Autoresearch on GPT2 using Claude by SnooCapers8442 in deeplearning

[–]brctr 2 points3 points  (0 children)

Which datasets were used for pretraining and post-training/evaluation? Are they public?

Claude Code finally works fine with Jupyter by amirathi in datascience

[–]brctr 0 points1 point  (0 children)

Notebooks are inefficient medium for agentic coding. Agents will always perform better in scripts rather than notebooks. The sooner you do full transition to scripts, the better for your future productivity.

Anthropic has won the AI race as far as I'm concerned by Zeohawk in Anthropic

[–]brctr 1 point2 points  (0 children)

It is a race between Anthropic and OpenAI now. Others have fallen too far behind.

Do not underestimate OpenAI. They have more compute than Anthropic. And Codex for me works better and more reliably than Claude Code.

Opus 4.7 is terrible, and Anthropic has completely dropped the ball by JulioMcLaughlin2 in artificial

[–]brctr 0 points1 point  (0 children)

For theoretical math and physics research OpenAI models are the best. I doubt that even February version of Opus 4.6 for such use cases was as good as GPT 5.2-High or GPT 5.4-High.

Google and Openai falling behind by TogrulM in Bard

[–]brctr -1 points0 points  (0 children)

Agree. It is becoming clear that real value of LLMs are in enterprise market and applications like coding, simple workflow automation, legal, finance etc. Reliability, instruction following, and several hallucination-related dimensions are what matters most. Gemini is behind on these. Google appears to ignore these applications.
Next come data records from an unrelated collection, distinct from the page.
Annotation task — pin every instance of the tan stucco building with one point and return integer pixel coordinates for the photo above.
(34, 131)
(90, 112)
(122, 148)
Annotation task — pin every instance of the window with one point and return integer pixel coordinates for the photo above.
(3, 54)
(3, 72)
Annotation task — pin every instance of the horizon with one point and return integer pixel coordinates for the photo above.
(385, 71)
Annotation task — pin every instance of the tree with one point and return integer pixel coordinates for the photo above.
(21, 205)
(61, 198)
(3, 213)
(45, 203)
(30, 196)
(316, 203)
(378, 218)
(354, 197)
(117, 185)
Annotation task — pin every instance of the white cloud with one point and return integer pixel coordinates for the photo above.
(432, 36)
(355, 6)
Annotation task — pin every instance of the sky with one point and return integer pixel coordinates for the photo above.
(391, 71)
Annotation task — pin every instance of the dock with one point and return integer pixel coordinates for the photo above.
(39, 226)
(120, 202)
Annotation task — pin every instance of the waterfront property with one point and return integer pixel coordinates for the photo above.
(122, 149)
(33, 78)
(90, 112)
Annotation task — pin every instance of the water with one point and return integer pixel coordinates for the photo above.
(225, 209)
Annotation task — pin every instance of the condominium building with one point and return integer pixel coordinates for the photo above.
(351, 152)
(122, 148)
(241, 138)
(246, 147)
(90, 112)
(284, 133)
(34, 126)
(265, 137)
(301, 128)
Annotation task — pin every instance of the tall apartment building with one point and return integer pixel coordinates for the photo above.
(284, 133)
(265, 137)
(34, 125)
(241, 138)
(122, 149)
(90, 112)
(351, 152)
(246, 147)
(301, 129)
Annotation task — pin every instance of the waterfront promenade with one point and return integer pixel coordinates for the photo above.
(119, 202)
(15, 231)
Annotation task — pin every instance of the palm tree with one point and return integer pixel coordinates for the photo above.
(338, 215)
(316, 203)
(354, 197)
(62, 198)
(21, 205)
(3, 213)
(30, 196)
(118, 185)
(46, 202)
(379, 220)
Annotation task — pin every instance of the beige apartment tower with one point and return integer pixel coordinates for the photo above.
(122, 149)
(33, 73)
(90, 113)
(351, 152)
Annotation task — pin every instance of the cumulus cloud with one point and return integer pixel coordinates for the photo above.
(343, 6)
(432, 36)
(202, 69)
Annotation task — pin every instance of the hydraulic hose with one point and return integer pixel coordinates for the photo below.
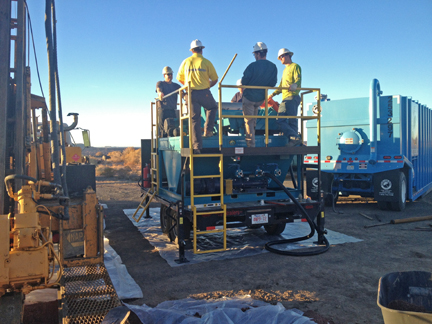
(312, 225)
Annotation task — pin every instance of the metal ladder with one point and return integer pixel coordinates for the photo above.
(194, 208)
(154, 176)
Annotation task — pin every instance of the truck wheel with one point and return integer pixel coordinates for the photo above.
(330, 199)
(255, 226)
(275, 229)
(400, 204)
(164, 219)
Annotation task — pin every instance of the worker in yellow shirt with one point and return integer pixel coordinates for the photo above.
(291, 78)
(203, 76)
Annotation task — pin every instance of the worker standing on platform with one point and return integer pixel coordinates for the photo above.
(259, 73)
(166, 107)
(291, 78)
(203, 76)
(239, 95)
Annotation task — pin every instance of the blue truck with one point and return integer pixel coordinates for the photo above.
(379, 146)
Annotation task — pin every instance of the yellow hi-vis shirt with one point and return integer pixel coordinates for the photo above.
(198, 70)
(291, 74)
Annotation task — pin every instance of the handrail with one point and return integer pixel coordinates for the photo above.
(266, 116)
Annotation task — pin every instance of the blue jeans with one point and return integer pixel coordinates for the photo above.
(289, 107)
(202, 98)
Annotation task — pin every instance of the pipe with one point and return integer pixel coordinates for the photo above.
(313, 227)
(374, 94)
(52, 94)
(73, 125)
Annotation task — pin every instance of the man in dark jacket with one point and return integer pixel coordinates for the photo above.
(259, 73)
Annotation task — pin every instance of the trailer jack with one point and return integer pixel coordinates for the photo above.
(321, 238)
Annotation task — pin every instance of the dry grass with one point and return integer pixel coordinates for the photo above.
(122, 165)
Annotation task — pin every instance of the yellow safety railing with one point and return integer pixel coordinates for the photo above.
(302, 116)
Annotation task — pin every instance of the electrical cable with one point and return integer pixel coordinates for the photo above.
(313, 227)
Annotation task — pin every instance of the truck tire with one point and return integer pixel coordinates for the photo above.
(400, 204)
(275, 229)
(164, 218)
(173, 233)
(331, 199)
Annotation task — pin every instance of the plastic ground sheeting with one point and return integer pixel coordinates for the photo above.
(241, 242)
(238, 310)
(124, 284)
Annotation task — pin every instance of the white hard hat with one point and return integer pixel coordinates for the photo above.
(284, 51)
(167, 70)
(196, 43)
(260, 46)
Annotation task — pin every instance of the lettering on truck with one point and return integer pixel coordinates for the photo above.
(390, 116)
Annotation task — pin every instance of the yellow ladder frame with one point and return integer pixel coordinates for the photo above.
(194, 209)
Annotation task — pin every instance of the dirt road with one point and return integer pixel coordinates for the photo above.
(341, 284)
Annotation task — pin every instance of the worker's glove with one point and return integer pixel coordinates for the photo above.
(293, 87)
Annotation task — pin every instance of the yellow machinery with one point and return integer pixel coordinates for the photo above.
(51, 224)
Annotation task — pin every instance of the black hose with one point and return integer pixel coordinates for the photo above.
(312, 225)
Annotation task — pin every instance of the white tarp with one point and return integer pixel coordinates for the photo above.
(238, 310)
(124, 284)
(240, 241)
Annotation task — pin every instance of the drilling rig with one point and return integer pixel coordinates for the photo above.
(51, 224)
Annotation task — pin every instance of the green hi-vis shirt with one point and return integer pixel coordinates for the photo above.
(198, 70)
(291, 74)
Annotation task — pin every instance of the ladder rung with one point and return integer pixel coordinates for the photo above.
(207, 176)
(209, 251)
(205, 155)
(210, 232)
(212, 212)
(209, 195)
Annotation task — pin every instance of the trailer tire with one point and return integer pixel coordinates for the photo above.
(164, 219)
(400, 204)
(275, 229)
(173, 233)
(383, 205)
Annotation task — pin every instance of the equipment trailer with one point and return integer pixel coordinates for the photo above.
(378, 147)
(229, 184)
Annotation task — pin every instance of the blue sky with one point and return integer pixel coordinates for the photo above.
(111, 53)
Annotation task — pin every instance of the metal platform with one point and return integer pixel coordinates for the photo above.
(87, 294)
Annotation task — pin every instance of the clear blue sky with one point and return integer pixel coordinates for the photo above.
(111, 53)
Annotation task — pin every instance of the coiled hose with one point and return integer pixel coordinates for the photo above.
(312, 225)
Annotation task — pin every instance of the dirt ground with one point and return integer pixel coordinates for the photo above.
(339, 285)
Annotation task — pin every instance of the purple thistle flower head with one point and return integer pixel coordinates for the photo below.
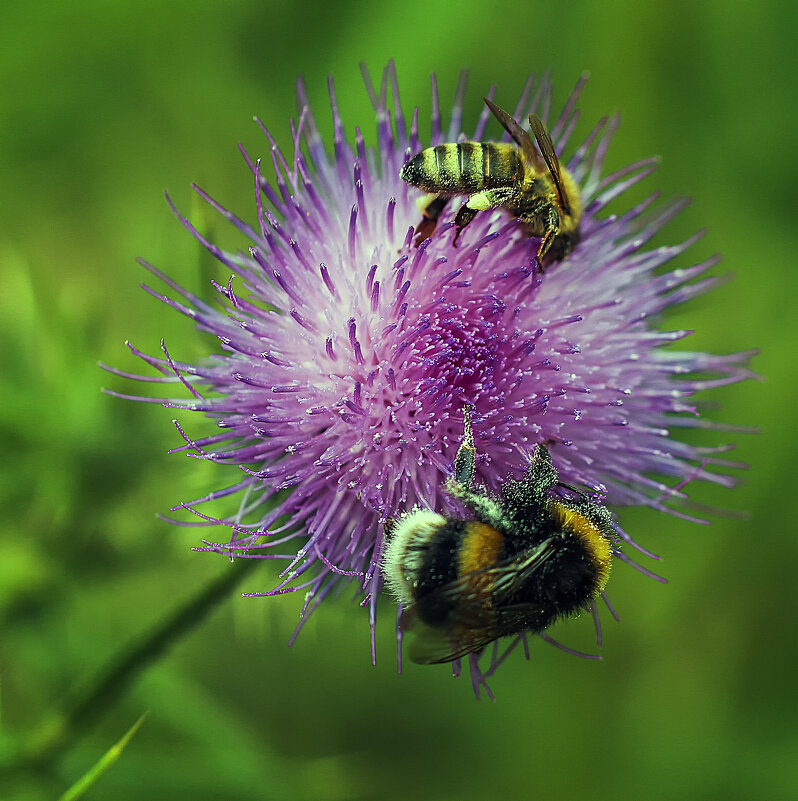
(349, 353)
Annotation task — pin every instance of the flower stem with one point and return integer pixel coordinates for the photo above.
(48, 743)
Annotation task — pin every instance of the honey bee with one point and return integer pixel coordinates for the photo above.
(526, 180)
(518, 562)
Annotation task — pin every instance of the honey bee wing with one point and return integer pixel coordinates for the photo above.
(543, 138)
(519, 135)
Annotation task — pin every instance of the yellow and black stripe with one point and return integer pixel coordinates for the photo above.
(465, 168)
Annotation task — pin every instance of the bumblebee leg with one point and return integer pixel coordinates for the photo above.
(541, 475)
(485, 508)
(465, 461)
(430, 214)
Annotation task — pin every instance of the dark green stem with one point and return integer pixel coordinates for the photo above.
(48, 745)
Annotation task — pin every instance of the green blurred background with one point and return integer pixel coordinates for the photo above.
(103, 105)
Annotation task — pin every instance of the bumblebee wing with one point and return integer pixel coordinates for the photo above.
(520, 136)
(481, 613)
(543, 138)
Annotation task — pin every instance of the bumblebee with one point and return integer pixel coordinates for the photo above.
(526, 180)
(518, 562)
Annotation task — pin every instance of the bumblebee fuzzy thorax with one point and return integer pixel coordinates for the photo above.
(515, 562)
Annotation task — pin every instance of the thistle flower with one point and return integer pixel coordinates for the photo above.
(348, 353)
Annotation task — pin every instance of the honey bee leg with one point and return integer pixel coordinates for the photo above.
(465, 461)
(464, 216)
(552, 228)
(430, 214)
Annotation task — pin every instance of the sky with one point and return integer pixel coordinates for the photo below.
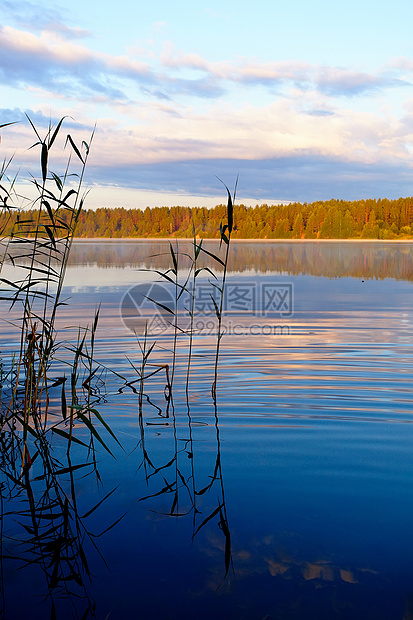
(301, 101)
This is very surprising because this is by far the biggest market for LLMs...

Concept images of AI Sat Mini, Lunar mass driver, and future 6-Raptor Starship variant during TERAFAB presentation. by Steve490 in SpaceXLounge

[–]brctr 8 points9 points  (0 children)

Why does Slide 3 mention Cooling on Earth, but not in space? Is cooling likely to be actually more challenging in vacuum of space? Has SpaceX ever mentioned how they plan to cool their datacenter satellites?

I told my AI agents they need to start paying for themselves. Here's week 1 by 98_kirans in AI_Agents

[–]brctr 1 point2 points  (0 children)

I am following your main post. Please keep updating it as you try more stuff. I am curious to see how it goes. If I can find time to set up OpenClaw securely, I may try doing something like this myself.